京橋フィルムセンターは151席しか席がない。
昨年の夏に「雪夫人絵図」を見にいったときは、かなりの席が埋まっていた。

ご見物はお年を召した男性が主流、と思いきや、若い男性も多かったことに驚いた。

木暮実千代さんのスクリーンいっぱいにほとばしるような艶っぽさが若い男性の心にもうつくしいものとして映るのだろう。          
明日、しっかりと席を確保するために開場してすぐに場内へ入れる時間に京橋までたどり着きたいと願っている。

           (08/03/11)

           

           

           

●美貌の系譜


前項で木暮実千代さんの妹さんであり旅館「和可菜」の女将、和田敏子さんのことに触れた。

旅館「和可菜」は神楽坂にある。

有名なホン書き旅館で野坂昭如、山田洋次、深作欣二・・・などそうそうたる作家、映画監督、脚本家たちが缶詰になってホンを書いた。

いや、いまでも書き続けている。

もとはといえば、昭和28年、木暮実千代さんが購入した旅館。

そこを映画監督や脚本家、作家たちがホンを書くために泊まる「ホン書き旅館」として守りとおしてきたのが和田敏子さん。

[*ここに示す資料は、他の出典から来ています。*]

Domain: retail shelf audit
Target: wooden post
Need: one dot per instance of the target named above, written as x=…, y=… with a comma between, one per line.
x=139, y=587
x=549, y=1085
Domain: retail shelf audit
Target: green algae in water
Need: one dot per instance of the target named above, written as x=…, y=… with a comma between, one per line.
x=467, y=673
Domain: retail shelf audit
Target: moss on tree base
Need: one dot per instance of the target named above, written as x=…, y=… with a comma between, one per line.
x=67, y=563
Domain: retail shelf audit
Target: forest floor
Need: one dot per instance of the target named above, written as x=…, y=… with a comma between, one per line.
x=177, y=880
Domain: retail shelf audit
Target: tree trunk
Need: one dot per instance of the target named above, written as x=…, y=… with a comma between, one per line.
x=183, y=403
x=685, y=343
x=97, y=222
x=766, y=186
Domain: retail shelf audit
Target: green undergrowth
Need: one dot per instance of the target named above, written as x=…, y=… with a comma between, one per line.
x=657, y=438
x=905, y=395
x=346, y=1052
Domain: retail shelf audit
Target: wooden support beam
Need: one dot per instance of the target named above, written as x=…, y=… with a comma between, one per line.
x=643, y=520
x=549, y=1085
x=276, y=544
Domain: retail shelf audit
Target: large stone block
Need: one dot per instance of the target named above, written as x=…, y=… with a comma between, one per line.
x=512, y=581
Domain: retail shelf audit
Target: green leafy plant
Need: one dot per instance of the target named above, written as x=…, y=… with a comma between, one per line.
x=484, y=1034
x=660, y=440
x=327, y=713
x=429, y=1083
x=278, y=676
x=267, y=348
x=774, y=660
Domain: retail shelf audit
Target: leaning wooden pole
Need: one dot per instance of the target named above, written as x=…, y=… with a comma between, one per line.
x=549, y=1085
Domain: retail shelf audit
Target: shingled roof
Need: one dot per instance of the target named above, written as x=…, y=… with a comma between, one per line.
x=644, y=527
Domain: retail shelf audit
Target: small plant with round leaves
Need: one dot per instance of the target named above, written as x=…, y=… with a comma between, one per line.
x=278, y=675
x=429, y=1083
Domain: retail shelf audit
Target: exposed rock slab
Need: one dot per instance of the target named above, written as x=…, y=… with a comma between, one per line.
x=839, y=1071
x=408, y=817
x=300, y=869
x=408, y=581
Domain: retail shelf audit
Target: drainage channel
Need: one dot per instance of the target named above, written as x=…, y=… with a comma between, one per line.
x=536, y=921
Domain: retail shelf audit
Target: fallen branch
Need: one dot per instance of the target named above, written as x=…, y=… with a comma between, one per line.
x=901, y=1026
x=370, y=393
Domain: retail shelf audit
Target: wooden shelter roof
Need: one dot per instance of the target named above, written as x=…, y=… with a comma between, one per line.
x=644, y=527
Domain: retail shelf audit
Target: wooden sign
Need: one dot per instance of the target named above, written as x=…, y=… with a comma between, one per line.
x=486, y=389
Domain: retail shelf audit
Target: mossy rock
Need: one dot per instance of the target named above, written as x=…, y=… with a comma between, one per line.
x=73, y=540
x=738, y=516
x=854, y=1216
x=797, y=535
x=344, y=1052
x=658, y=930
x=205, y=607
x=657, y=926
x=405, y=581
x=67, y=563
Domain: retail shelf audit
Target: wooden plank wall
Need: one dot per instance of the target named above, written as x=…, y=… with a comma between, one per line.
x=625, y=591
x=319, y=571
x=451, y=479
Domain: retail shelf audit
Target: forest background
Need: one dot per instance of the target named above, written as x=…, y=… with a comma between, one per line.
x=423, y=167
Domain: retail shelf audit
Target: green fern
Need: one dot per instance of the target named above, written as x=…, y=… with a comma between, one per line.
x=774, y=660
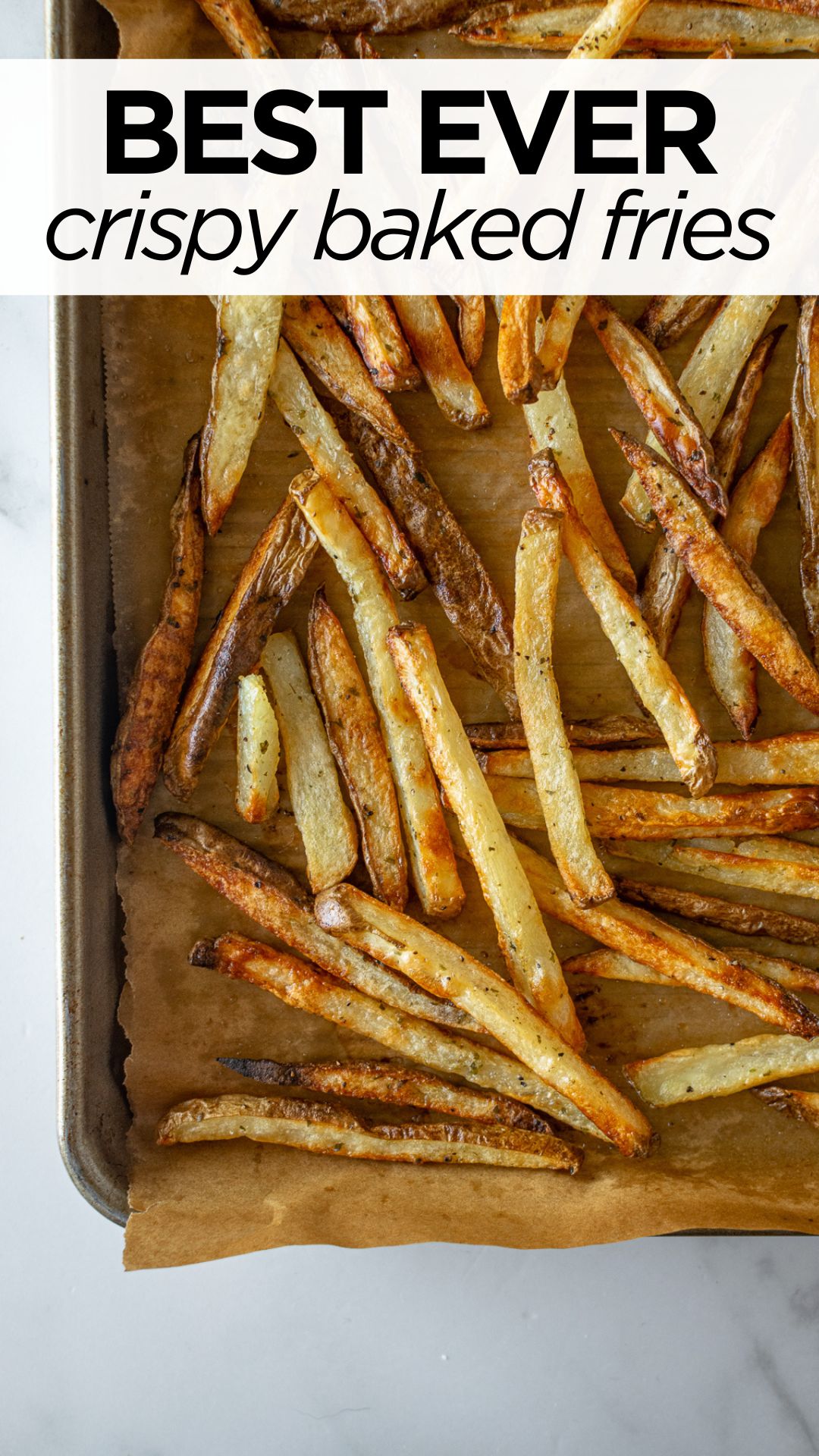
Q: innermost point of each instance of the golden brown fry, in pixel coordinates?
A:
(730, 667)
(431, 858)
(159, 676)
(328, 455)
(391, 1082)
(719, 1071)
(359, 748)
(270, 896)
(271, 574)
(634, 647)
(439, 360)
(457, 573)
(522, 934)
(471, 327)
(241, 28)
(379, 340)
(723, 915)
(557, 783)
(318, 1128)
(661, 400)
(722, 576)
(257, 752)
(246, 332)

木暮実千代さんのすぐ下の妹さんである。            

旅館の女将になる前、4年間ほど木暮実千代さんの付き人をされていた。

当時からきれいで、木暮ちゃんよりきれいだ、という監督さんもあった、という。

あるHPに若き日の和田敏子さんの写真がある。
美貌の系譜はいまも生きている。

          (08/03/10)

          

 

●あたらしい発見

 
先日来、繰り返し見ているのはある方からお貸しいただいた木暮実千代さん出演の秘蔵ヴィデオ。

思いがけない秘話も語られている。

それらの内容は、いずれあらためて別に記す。

そのヴィデオには木暮実千代さんのお嬢様も登場している。
やはりたいへん美しい。
木暮さんはお嬢様も女優にして母子で共演したかったようだが、大学を出られてほどなく結婚されて家庭に入られた。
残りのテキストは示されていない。